04 April 2018

Overview

In this post I will describe the steps required to get Tensorflow running with OpenCL on an AMD GPU.

Install AMDGPU-PRO Drivers

Install with (applying sudo credentials where necessary):

wget -referer=https://support.amd.com https://www2.ati.com/drivers/linux/ubuntu/amdgpu-pro-17.50-511655.tar.xz
tar -xvf amdgpu-pro-17.50-511655.tar.xz
cd amdgpu-pro-17.50-511655
./amdgpupro-install --opencl=legacy --headless
sudo reboot

Install a recent python

I use pyenv to manage different versions of python, setup your python as follows:

curl -L https://github.com/pyenv/pyenv-installer/raw/master/bin/pyenv-installer | bash

Add the following lines to your ~/.bashrc file:

export PATH="~/.pyenv/bin:$PATH"
eval "$(pyenv init -)"
eval "$(pyenv virtualenv-init -)"

Restart your terminal and you have pyenv installed. Now install a python (I’ll use the latest 3.6) and its system dependencies:

sudo apt install -y make build-essential libssl-dev zlib1g-dev libbz2-dev libreadline-dev libsqlite3-dev wget curl llvm libncurses5-dev xz-utils tk-dev
env PYTHON_CONFIGURE_OPTS="--enable-shared" MAKEOPTS="-j 8" pyenv install 3.6.5
pyenv local 3.6.5
pip install wheel numpy

Get The ComputeCPP SYCL Implementation

Tensorflow can use the SYCL interface to seamlessly run device agnostic c++ code on an OpenCL enabled device. There is an open source template based library called triSYCL. It requires c++17 support and thus you probably need to build your own gcc from a recent release. I won’t cover it here but you can if you want to.
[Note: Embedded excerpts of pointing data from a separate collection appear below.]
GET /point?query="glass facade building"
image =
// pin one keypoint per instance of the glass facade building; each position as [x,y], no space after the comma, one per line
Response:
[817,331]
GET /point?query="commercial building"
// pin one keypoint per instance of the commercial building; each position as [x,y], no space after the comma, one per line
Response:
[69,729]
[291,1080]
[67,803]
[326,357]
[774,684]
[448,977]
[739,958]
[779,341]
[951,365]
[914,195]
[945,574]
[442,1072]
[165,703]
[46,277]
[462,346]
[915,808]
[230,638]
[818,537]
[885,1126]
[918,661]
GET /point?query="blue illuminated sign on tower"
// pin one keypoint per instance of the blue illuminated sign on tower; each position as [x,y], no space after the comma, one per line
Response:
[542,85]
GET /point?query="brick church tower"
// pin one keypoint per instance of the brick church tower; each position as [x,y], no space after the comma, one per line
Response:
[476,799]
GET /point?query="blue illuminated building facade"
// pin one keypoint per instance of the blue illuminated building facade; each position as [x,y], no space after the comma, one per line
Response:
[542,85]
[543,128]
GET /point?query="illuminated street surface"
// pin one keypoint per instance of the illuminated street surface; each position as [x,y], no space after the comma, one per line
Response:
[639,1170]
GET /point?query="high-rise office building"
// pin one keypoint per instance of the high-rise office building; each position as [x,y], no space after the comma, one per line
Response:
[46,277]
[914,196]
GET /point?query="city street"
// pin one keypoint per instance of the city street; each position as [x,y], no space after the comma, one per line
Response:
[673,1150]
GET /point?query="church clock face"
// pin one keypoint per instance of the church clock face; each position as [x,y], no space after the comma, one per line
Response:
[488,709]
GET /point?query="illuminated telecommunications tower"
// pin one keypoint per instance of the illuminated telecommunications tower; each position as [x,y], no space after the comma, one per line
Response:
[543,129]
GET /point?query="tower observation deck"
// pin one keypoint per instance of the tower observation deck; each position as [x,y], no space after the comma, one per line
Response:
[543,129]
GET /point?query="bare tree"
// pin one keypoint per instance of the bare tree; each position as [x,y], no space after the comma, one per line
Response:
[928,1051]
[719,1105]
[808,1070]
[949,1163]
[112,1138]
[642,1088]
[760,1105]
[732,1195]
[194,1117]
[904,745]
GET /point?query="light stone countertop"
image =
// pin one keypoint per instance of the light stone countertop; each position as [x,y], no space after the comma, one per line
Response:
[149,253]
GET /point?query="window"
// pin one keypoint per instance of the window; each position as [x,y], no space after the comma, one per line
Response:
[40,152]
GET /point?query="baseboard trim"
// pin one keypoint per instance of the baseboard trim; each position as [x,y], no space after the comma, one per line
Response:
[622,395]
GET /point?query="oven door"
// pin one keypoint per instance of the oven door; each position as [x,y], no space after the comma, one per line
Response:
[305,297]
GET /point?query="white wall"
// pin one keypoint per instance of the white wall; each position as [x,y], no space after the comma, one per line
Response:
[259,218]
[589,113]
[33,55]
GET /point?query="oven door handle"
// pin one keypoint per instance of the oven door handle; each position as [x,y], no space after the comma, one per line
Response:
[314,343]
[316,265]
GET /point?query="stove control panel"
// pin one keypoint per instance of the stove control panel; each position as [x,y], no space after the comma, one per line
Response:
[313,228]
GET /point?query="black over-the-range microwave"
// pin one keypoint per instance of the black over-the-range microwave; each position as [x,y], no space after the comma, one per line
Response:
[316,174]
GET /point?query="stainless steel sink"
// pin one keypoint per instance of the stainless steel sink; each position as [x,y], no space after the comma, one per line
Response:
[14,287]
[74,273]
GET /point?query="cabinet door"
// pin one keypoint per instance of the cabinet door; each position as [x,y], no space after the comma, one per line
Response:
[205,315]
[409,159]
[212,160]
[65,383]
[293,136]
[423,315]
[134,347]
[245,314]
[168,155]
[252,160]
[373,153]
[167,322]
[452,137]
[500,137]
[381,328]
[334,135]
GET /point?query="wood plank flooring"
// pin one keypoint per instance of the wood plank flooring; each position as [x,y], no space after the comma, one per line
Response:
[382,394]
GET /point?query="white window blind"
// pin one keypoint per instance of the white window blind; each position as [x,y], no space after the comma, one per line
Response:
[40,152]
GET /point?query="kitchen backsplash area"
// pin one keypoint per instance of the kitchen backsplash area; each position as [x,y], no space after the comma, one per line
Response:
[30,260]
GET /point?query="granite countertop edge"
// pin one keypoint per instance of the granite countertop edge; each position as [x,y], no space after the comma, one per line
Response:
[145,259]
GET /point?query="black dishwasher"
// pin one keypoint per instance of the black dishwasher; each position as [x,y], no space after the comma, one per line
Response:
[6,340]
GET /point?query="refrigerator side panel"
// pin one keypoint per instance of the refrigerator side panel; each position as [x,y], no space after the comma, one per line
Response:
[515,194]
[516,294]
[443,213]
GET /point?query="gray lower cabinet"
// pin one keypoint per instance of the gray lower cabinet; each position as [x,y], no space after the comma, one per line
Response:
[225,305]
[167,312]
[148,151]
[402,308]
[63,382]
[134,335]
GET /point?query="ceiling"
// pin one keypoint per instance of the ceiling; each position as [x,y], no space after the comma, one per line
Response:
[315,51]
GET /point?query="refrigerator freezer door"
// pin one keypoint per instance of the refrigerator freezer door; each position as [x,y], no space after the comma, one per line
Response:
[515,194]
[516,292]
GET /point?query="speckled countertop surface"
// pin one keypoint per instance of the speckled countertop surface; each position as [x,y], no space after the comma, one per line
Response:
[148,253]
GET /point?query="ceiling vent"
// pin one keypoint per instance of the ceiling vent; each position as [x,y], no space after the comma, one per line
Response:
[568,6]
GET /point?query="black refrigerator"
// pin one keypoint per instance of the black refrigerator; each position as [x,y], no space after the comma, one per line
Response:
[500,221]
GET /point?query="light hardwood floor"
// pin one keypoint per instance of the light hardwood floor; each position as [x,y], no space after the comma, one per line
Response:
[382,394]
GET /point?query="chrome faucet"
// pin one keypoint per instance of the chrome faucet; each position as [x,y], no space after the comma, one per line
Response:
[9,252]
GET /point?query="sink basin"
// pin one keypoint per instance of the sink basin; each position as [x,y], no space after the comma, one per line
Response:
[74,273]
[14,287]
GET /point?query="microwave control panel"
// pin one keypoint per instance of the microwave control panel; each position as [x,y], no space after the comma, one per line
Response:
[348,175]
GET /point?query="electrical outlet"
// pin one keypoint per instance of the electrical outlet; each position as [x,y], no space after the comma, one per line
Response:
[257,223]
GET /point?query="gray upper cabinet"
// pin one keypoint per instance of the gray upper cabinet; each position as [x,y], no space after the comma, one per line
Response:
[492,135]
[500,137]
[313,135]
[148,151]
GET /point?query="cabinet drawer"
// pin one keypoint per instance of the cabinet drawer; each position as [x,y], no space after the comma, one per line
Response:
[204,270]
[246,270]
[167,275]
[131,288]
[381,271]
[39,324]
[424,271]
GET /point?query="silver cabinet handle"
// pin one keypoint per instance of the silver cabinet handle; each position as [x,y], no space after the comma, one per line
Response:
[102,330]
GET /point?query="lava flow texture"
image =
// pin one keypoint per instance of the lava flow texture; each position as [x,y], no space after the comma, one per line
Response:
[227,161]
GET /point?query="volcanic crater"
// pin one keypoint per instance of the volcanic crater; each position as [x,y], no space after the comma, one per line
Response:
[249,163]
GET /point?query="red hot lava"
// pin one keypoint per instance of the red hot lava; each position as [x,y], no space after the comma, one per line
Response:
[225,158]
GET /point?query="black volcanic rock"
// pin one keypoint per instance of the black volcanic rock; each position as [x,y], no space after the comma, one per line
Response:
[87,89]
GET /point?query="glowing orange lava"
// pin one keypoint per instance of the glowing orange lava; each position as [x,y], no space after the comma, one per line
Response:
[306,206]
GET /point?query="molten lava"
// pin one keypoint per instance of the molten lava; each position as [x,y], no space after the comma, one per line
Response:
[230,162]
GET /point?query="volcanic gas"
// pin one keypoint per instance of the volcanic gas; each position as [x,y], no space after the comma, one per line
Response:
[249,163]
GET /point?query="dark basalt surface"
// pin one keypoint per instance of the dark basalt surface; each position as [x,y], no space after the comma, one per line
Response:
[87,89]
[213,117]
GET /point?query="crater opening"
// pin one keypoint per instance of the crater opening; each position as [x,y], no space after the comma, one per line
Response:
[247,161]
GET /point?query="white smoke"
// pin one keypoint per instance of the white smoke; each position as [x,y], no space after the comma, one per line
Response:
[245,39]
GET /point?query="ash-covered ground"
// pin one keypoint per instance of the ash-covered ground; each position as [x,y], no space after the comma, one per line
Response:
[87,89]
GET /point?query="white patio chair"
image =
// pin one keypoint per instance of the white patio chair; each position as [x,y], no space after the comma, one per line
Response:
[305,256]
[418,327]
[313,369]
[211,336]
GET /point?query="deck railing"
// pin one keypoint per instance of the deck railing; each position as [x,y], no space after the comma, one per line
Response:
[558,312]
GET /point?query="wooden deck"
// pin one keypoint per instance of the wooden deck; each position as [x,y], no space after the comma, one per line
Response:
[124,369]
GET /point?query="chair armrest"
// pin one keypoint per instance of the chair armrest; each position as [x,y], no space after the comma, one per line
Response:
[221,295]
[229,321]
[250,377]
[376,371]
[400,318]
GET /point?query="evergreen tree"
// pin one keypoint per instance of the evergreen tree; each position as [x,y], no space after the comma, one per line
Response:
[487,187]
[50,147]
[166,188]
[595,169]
Sign up here and get your computecpp library:

https://developer.codeplay.com/computecppce/latest/overview

tar -xvf ComputeCpp-CE-0.6.1-Ubuntu.16.04-64bit.tar.gz
sudo mv ComputeCpp-CE-0.6.1-Ubuntu-16.04-64bit /usr/local/computecpp

Get Tensorflow with experimental opencl support

This fork of tensorflow is maintained by someone from Codeplay, who make ComputeCPP. It’s highly experimental, expect it to change in the future. We use the dev/amd_gpu branch which is currently under active development:

git clone https://github.com/lukeiwanski/tensorflow
cd tensorflow
git fetch
git checkout dev/amd_gpu
pyenv local 3.6.5

In order to build tensorflow, you need to use Google’s bazel build system:

wget https://github.com/bazelbuild/bazel/releases/download/0.11.1/bazel_0.11.1-linux-x86_64.deb
sudo dpkg -i bazel_0.11.1-linux-x86_64.deb

Environment and Building

You can now configure and build tensorflow, from the tensorflow directory run:

./configure

I used the following options (press enter to get the defaults):

$ ./configure 
You have bazel 0.11.1 installed.
Please specify the location of python. [Default is /home/user/.pyenv/versions/3.6.5/bin/python]: 

Please input the desired Python library path to use.  Default is [/home/user/.pyenv/versions/3.6.5/lib/python3.6/site-packages]

Do you wish to build TensorFlow with jemalloc as malloc support? [Y/n]: Y
jemalloc as malloc support will be enabled for TensorFlow.

Do you wish to build TensorFlow with Google Cloud Platform support? [Y/n]: n
No Google Cloud Platform support will be enabled for TensorFlow.

Do you wish to build TensorFlow with Hadoop File System support? [Y/n]: n
No Hadoop File System support will be enabled for TensorFlow.

Do you wish to build TensorFlow with Amazon S3 File System support? [Y/n]: n
No Amazon S3 File System support will be enabled for TensorFlow.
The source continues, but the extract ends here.